Improve ergonomics - rebuild Reader around native utf-8 string types by dralley · Pull Request #963 · tafia/quick-xml

dralley · 2026-05-11T15:01:37Z

Add UTF-8 validation in Reader internals for parsing events
Change name / namespace types from &[u8] to &str
Change event types from Cow<[u8]> to Cow<str>, remove Decoder
Change attribute types from Cow<[u8]> to Cow<str>
Remove Decoder & methods from public API

codecov-commenter · 2026-05-11T15:16:18Z

⚠️ Please install the to ensure uploads and comments are reliably processed by Codecov.

Codecov Report

❌ Patch coverage is 75.42857% with 172 lines in your changes missing coverage.
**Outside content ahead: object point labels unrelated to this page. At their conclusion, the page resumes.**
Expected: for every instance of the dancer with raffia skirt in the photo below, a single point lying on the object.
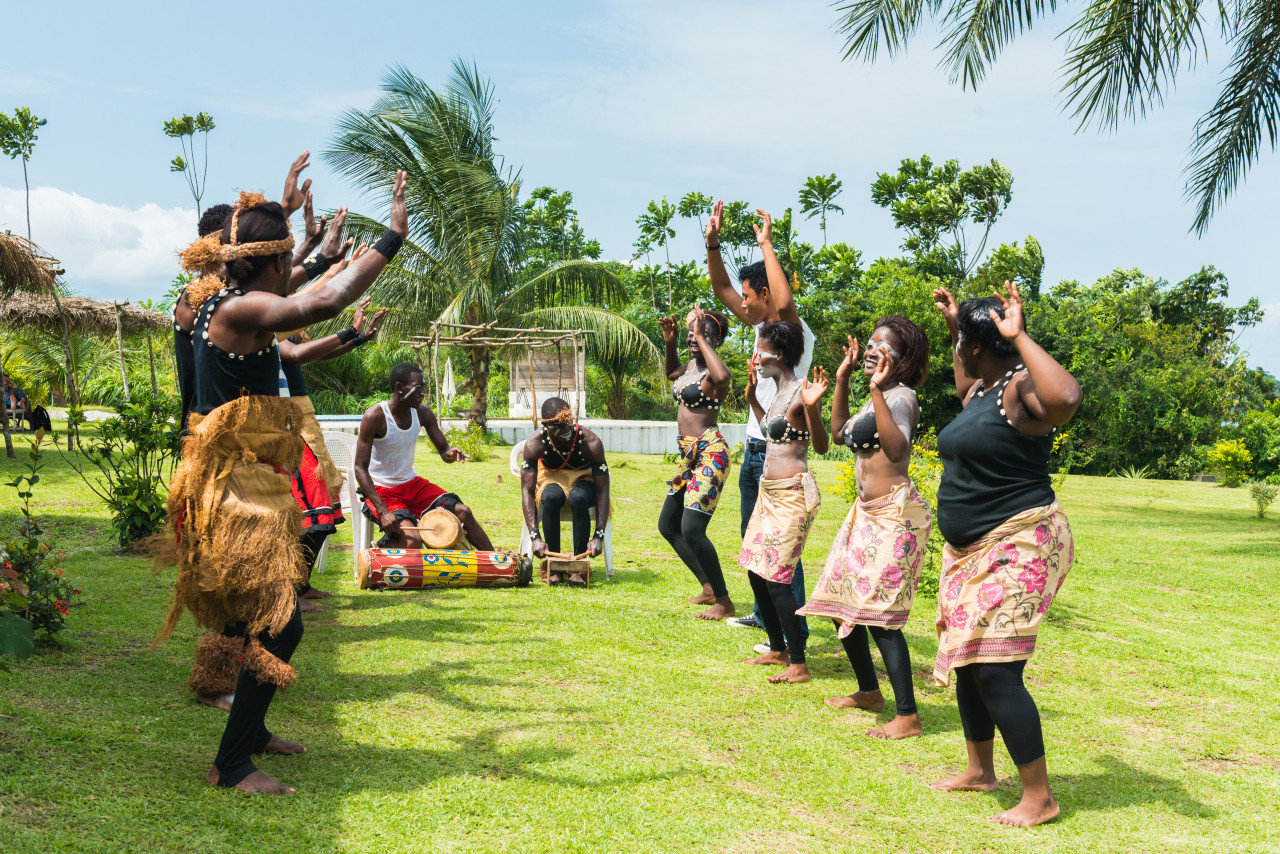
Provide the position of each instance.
(1008, 543)
(789, 499)
(868, 584)
(699, 387)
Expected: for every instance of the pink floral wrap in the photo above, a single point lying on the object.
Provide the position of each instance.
(785, 511)
(874, 563)
(993, 593)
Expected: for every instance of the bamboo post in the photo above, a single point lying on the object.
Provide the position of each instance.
(119, 348)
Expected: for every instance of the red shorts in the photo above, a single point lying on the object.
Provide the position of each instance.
(416, 497)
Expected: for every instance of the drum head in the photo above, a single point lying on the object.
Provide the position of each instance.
(439, 528)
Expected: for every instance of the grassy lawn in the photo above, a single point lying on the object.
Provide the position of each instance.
(561, 720)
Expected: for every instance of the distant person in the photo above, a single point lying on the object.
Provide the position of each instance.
(396, 496)
(1008, 542)
(763, 296)
(563, 462)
Please review.
✅ Project coverage is 56.05%. Comparing base (a759d65) to head (ba067e3).
⚠️ Report is 54 commits behind head on master.
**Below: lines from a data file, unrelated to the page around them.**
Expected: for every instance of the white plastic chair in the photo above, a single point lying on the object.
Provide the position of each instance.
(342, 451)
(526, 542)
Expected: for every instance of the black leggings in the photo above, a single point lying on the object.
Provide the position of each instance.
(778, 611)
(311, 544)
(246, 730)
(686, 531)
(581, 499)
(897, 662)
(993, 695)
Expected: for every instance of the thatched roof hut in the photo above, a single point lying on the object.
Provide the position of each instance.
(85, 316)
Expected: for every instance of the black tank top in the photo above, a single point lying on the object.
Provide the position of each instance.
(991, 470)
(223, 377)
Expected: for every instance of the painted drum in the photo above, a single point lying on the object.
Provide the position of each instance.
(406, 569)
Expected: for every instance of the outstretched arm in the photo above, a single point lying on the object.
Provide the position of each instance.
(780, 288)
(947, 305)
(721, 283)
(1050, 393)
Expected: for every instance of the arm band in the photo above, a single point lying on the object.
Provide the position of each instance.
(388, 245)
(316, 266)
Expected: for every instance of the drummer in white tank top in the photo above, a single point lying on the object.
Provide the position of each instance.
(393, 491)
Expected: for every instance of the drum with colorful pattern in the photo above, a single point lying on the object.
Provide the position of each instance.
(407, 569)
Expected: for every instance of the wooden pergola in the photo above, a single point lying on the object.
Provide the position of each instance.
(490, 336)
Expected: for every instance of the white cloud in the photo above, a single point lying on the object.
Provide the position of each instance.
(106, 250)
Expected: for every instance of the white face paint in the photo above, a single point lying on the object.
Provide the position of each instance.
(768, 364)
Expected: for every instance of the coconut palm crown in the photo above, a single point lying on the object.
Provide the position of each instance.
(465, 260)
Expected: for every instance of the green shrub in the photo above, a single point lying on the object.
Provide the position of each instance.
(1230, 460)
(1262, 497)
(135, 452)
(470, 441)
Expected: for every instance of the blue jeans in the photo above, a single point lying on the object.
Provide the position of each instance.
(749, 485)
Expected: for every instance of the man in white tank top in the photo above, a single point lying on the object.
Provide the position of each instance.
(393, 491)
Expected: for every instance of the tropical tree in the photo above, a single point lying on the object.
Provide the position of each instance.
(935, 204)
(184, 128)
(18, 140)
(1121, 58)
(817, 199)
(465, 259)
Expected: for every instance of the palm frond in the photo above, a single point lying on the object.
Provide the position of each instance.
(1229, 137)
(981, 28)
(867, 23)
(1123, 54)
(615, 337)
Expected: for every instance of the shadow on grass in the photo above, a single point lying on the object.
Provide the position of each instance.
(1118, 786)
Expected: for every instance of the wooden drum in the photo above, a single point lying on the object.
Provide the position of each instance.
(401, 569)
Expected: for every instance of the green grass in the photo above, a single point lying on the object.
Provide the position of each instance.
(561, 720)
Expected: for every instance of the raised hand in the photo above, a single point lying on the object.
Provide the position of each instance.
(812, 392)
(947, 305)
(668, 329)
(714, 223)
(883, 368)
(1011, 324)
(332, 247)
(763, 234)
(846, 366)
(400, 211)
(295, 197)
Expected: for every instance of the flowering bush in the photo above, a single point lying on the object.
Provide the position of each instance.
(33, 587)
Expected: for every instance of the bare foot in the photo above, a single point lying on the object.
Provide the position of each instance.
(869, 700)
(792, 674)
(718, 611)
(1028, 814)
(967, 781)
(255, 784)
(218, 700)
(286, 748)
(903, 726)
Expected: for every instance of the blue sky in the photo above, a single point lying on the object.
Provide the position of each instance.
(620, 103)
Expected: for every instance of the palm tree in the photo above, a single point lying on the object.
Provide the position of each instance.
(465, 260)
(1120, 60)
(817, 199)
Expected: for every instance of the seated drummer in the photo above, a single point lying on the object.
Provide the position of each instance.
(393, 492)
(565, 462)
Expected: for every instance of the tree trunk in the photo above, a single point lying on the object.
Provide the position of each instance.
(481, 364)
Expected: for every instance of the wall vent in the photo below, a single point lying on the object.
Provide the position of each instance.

Files with missing lines	Patch %	Lines
src/events/mod.rs	55.94%	63 Missing ⚠️
src/events/attributes.rs	80.58%	20 Missing ⚠️
src/name.rs	86.02%	19 Missing ⚠️
src/reader/state.rs	84.05%	11 Missing ⚠️
examples/read_nodes.rs	0.00%	9 Missing ⚠️
benches/macrobenches.rs	0.00%	8 Missing ⚠️
examples/custom_entities.rs	0.00%	6 Missing ⚠️
src/reader/buffered_reader.rs	79.31%	6 Missing ⚠️
src/reader/slice_reader.rs	77.77%	6 Missing ⚠️
examples/nested_readers.rs	0.00%	5 Missing ⚠️
... and 10 more
❗ Your organization needs to install the Codecov GitHub app to enable full functionality.
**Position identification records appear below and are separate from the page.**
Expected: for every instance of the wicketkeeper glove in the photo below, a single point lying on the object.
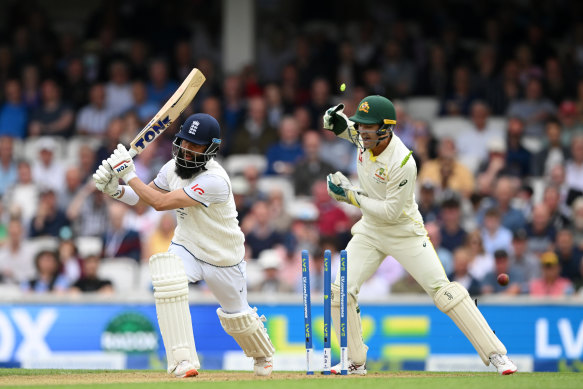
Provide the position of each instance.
(335, 120)
(122, 164)
(106, 181)
(341, 189)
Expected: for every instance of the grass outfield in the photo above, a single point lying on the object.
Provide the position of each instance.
(145, 379)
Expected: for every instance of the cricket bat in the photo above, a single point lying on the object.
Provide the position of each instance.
(169, 112)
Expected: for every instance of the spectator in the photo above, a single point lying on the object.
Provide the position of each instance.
(143, 107)
(502, 265)
(118, 240)
(459, 100)
(47, 171)
(17, 255)
(473, 142)
(428, 206)
(90, 281)
(447, 171)
(47, 279)
(285, 154)
(160, 88)
(444, 254)
(481, 262)
(574, 166)
(69, 259)
(260, 233)
(461, 260)
(118, 90)
(311, 168)
(577, 226)
(523, 259)
(88, 211)
(452, 233)
(8, 166)
(48, 219)
(161, 238)
(570, 122)
(23, 195)
(553, 153)
(558, 212)
(533, 110)
(332, 220)
(53, 117)
(255, 135)
(551, 284)
(494, 235)
(518, 158)
(13, 113)
(568, 254)
(94, 117)
(505, 191)
(540, 231)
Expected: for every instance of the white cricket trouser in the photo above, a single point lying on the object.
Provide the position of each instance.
(228, 284)
(408, 244)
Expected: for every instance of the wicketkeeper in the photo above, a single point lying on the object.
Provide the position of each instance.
(207, 243)
(392, 225)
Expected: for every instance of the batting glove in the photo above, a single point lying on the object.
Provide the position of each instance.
(106, 181)
(122, 164)
(335, 120)
(341, 189)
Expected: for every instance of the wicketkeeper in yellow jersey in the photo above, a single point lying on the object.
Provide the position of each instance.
(392, 225)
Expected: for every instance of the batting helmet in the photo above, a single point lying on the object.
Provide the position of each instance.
(200, 129)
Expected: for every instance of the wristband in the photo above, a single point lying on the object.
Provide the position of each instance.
(126, 194)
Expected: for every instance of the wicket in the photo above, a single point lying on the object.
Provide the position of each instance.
(327, 312)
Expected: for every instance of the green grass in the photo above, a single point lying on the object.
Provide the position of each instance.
(45, 379)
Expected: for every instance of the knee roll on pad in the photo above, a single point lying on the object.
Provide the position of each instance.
(171, 297)
(454, 300)
(356, 347)
(248, 331)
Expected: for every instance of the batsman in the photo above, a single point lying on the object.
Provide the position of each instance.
(207, 243)
(392, 225)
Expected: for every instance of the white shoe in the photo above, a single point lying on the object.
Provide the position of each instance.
(185, 369)
(353, 368)
(263, 366)
(503, 364)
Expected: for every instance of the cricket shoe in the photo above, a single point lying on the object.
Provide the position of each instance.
(503, 364)
(353, 368)
(263, 366)
(185, 369)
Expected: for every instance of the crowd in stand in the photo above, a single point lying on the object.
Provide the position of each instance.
(500, 193)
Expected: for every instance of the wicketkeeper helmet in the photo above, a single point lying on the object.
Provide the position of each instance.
(375, 110)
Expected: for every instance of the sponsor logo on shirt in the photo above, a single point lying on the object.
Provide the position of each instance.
(380, 175)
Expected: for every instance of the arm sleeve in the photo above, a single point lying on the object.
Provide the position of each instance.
(208, 189)
(161, 180)
(400, 189)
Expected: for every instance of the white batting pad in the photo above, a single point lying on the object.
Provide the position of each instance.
(454, 300)
(171, 296)
(248, 330)
(356, 347)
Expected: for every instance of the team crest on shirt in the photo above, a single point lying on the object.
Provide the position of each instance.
(364, 106)
(380, 175)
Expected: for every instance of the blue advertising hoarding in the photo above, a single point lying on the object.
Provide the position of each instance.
(399, 336)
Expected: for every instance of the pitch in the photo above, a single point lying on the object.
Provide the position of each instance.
(143, 379)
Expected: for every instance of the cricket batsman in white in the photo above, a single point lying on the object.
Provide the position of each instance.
(207, 243)
(392, 225)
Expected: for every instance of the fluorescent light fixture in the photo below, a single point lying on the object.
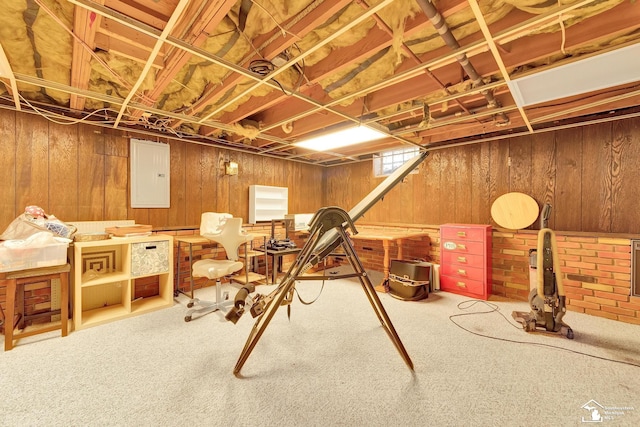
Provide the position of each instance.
(341, 138)
(608, 69)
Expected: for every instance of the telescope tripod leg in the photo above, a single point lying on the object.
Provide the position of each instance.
(262, 323)
(376, 304)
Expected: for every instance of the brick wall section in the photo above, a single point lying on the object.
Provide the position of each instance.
(596, 272)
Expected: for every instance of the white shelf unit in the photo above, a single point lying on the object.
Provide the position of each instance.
(267, 203)
(105, 272)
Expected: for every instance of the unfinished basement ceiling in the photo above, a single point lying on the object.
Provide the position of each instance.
(259, 75)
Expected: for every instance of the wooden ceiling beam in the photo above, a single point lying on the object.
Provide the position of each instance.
(305, 25)
(116, 30)
(127, 50)
(85, 25)
(376, 40)
(538, 46)
(276, 115)
(209, 18)
(152, 16)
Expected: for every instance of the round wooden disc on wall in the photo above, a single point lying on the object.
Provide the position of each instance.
(514, 210)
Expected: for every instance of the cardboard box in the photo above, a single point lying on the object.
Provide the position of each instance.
(13, 259)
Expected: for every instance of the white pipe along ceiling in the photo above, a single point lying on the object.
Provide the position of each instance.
(258, 76)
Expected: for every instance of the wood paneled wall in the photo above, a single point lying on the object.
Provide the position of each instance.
(590, 175)
(81, 173)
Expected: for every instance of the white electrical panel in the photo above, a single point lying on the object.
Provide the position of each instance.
(150, 178)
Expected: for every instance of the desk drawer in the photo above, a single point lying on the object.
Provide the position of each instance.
(464, 233)
(149, 258)
(462, 258)
(463, 272)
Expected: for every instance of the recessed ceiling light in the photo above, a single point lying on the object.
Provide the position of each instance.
(597, 72)
(341, 138)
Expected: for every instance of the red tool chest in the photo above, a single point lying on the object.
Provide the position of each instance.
(465, 259)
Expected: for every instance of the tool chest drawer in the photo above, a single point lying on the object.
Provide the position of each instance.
(465, 259)
(148, 258)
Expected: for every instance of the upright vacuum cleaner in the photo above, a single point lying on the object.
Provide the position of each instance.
(547, 299)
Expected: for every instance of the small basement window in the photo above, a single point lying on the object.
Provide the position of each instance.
(385, 163)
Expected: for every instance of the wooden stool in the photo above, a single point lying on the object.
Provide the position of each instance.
(14, 279)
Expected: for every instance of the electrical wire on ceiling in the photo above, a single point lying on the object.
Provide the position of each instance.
(91, 52)
(65, 120)
(493, 308)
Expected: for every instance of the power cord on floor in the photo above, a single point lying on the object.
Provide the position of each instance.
(493, 308)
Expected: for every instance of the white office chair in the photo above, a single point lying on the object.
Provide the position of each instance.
(212, 222)
(231, 236)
Additional details and impacted files

@@            Coverage Diff             @@
##           master     #963      +/-   ##
==========================================
+ Coverage   55.08%   56.05%   +0.96%     
==========================================
  Files          44       46       +2     
  Lines       16911    18036    +1125     
==========================================
+ Hits         9316    10110     +794     
- Misses       7595     7926     +331

Flag	Coverage Δ
unittests	`56.05% <75.42%> (+0.96%)`	⬆️

Flags with carried forward coverage won't be shown. Click here to find out more.

☔ View full report in Codecov by Sentry.
📢 Have feedback on the report? Share it here.

🚀 New features to boost your workflow:

❄️ Test Analytics: Detect flaky tests, report on failures, and find test suite problems.

dralley · 2026-05-11T16:44:45Z

-                Cow::Owned(owned) => CowRef::Owned(owned),
-            },
+            Cow::Borrowed(b) => {
+                let name_str = std::str::from_utf8(&b[..start.name_len])


There will be a handful of these temporary from_utf8() calls, but they should be able to be removed by by subsequent commits as additional types are switched over.

dralley · 2026-05-11T19:50:22Z

@Mingun Would you be satisfied if BinaryStream / raw byte buffers were only supported when the rest of the document apart from those buffers is UTF-8?

edit: well, that's what I implemented.

Sidenote: maybe decoded_and_normalized_value() (etc.) ought to be marked deprecated in 0.40.1, to point people in the direction of using DecodingReader

dralley · 2026-05-11T22:15:36Z

These 3 particular commits are ready for review, with the caveat that there will be (probably) 6-8 additional commits coming.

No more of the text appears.